Pemerintah Provinsi (Pemprov) DKI Jakarta melalui Dinas Lingkungan Hidup (DLH) memastikan operasional Refuse Derived Fuel (RDF) Plant Rorotan, Cilincing, Jakarta Utara, dilaksanakan secara bertahap dan diawasi ketat.
“Kami memahami kekhawatiran warga. Oleh karena itu, operasional RDF Rorotan tidak langsung dijalankan pada kapasitas maksimal 2.500 ton per hari. Kami memulai dari 200 ton per hari, kemudian meningkat menjadi 400 ton, 600 ton, dan secara bertahap menuju kapasitas 1.000 ton per hari sesuai arahan Gubernur,” jelas Kepala DLH DKI Jakarta, Asep Kuswanto.
Ia menyampaikan, RDF Rorotan beroperasi selama lima hari dalam sepekan dengan dua shift kerja. Sementara akhir pekan dimanfaatkan untuk pembersihan serta penataan area operasional.
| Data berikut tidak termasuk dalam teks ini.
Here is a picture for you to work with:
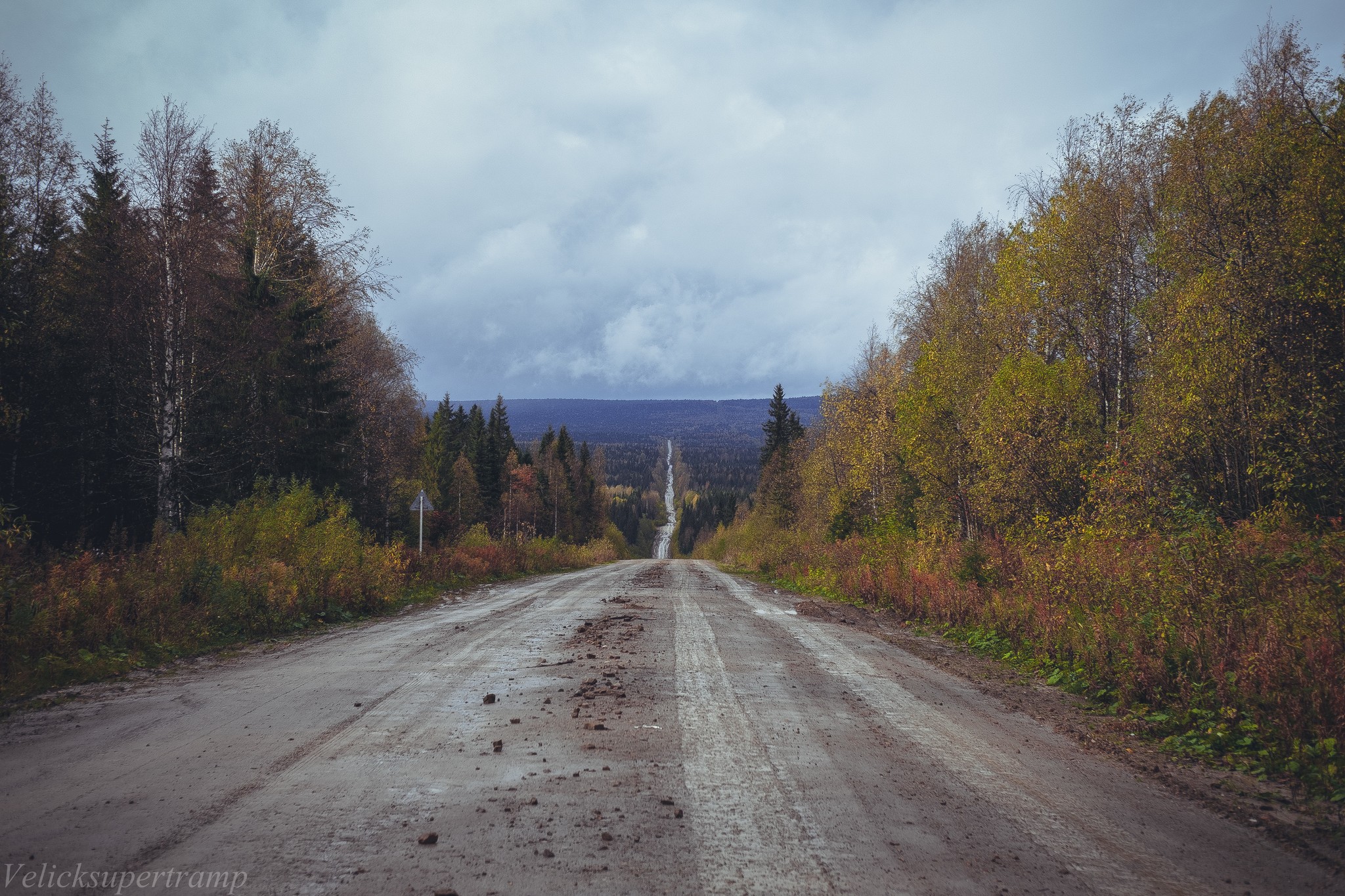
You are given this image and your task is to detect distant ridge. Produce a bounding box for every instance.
[425,395,822,444]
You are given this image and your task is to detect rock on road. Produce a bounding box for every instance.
[0,560,1340,896]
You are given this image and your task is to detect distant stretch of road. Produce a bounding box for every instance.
[653,439,676,560]
[0,560,1340,896]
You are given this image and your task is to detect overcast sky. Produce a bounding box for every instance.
[0,0,1345,398]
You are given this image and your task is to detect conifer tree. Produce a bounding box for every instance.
[761,383,803,466]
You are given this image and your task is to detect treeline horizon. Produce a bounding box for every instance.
[702,24,1345,801]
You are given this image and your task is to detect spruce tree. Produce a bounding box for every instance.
[761,383,803,467]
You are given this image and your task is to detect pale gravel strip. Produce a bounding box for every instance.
[710,563,1213,896]
[675,574,837,895]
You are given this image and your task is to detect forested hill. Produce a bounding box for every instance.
[426,395,822,444]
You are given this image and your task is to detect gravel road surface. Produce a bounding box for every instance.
[0,560,1342,896]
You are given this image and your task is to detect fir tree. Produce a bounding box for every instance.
[761,383,803,467]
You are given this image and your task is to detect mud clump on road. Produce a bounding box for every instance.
[569,612,644,660]
[631,563,669,589]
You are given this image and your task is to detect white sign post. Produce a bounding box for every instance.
[412,489,435,553]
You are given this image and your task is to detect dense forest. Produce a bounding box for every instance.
[420,395,609,544]
[703,26,1345,800]
[0,68,628,696]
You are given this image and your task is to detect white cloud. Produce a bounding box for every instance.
[0,0,1345,398]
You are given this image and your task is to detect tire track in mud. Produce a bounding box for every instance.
[674,564,837,895]
[127,567,620,870]
[702,565,1213,896]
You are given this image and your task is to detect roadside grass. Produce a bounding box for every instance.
[0,484,619,712]
[699,519,1345,814]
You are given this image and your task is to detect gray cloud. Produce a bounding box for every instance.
[0,1,1345,398]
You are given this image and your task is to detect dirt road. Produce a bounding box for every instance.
[0,560,1341,896]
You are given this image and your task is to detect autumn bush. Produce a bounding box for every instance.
[0,482,615,697]
[701,515,1345,801]
[701,23,1345,803]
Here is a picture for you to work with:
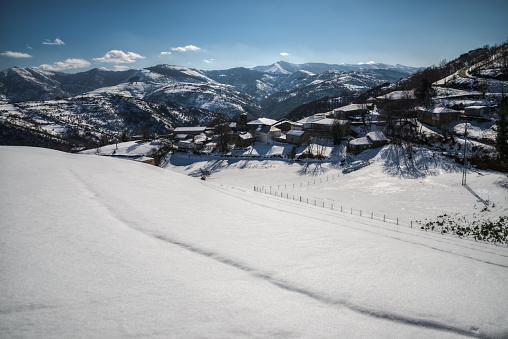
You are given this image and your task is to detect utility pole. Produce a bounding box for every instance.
[462,118,467,186]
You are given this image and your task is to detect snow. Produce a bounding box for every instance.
[80,140,159,157]
[0,147,508,338]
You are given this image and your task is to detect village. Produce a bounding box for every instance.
[81,85,494,173]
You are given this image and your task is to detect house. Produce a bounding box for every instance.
[376,90,416,101]
[365,131,388,148]
[236,113,247,132]
[132,156,155,166]
[273,119,293,132]
[178,139,196,150]
[194,133,208,149]
[236,132,256,147]
[333,104,372,119]
[247,118,277,133]
[286,130,307,145]
[348,131,388,154]
[256,126,282,144]
[297,115,325,130]
[416,107,460,126]
[201,142,217,154]
[464,106,489,117]
[311,118,335,132]
[173,126,207,135]
[347,136,372,154]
Adapun sampah yang diolah berasal dari wilayah Jakarta Utara dan Jakarta Timur, dengan pengendalian emisi serta kebauan yang dilakukan sesuai standar teknis.
Selain itu, pengangkutan sampah hanya menggunakan truk compactor tertutup guna mencegah bau dan ceceran air lindi. DLH menyiagakan pos pantau di dua akses utama untuk memastikan seluruh kendaraan pengangkut memenuhi standar operasional prosedur (SOP). Kendaraan yang tidak memenuhi ketentuan akan langsung dihentikan dan dikembalikan ke lokasi asal.
“Selama hampir empat pekan terakhir, tidak terdapat keluhan warga terkait ceceran air lindi di jalur pengangkutan. DLH memastikan langkah mitigasi terus dilakukan, termasuk saat kondisi cuaca ekstrem. Seluruh upaya ini merupakan komitmen DLH untuk menjaga kenyamanan warga serta menghadirkan pengelolaan sampah yang aman, modern, dan bertanggung jawab,” ujar Asep.
Lebih lanjut, ia menegaskan, operasional Sistem Pemantau Kualitas Udara (SPKU) di sekitar fasilitas RDF Plant Rorotan tidak dimatikan karena sedang menjalani proses kalibrasi lapangan atau uji kolokasi untuk memastikan data kualitas udara serta kebauan yang dihasilkan lebih akurat dan dapat dipertanggungjawabkan. Kalibrasi tersebut merupakan prosedur teknis standar, terutama untuk teknologi baru dan karakteristik lingkungan pesisir. Sejak Desember 2025, sebanyak delapan unit SPKU telah terpasang dan dilengkapi sensor pemantauan kebauan ambien.
“Proses kalibrasi melibatkan pengambilan sampel dan pengujian di laboratorium terakreditasi sebelum data ditampilkan kepada publik. Dengan demikian, SPKU berfungsi sebagai sistem peringatan dini dan alat pembacaan tren perubahan kualitas udara, bukan untuk penilaian instan dalam satu angka. Oleh karena itu, informasi yang beredar di masyarakat terkait penghentian alat pemantau kualitas udara dipastikan tidak benar,” papar Asep.
Ia juga menegaskan komitmen DLH DKI Jakarta untuk terus melakukan pemantauan kualitas udara secara berkelanjutan, transparan, dan berbasis data ilmiah. Langkah ini guna memastikan RDF Plant Rorotan beroperasi secara aman dan nyaman bagi warga sekitar.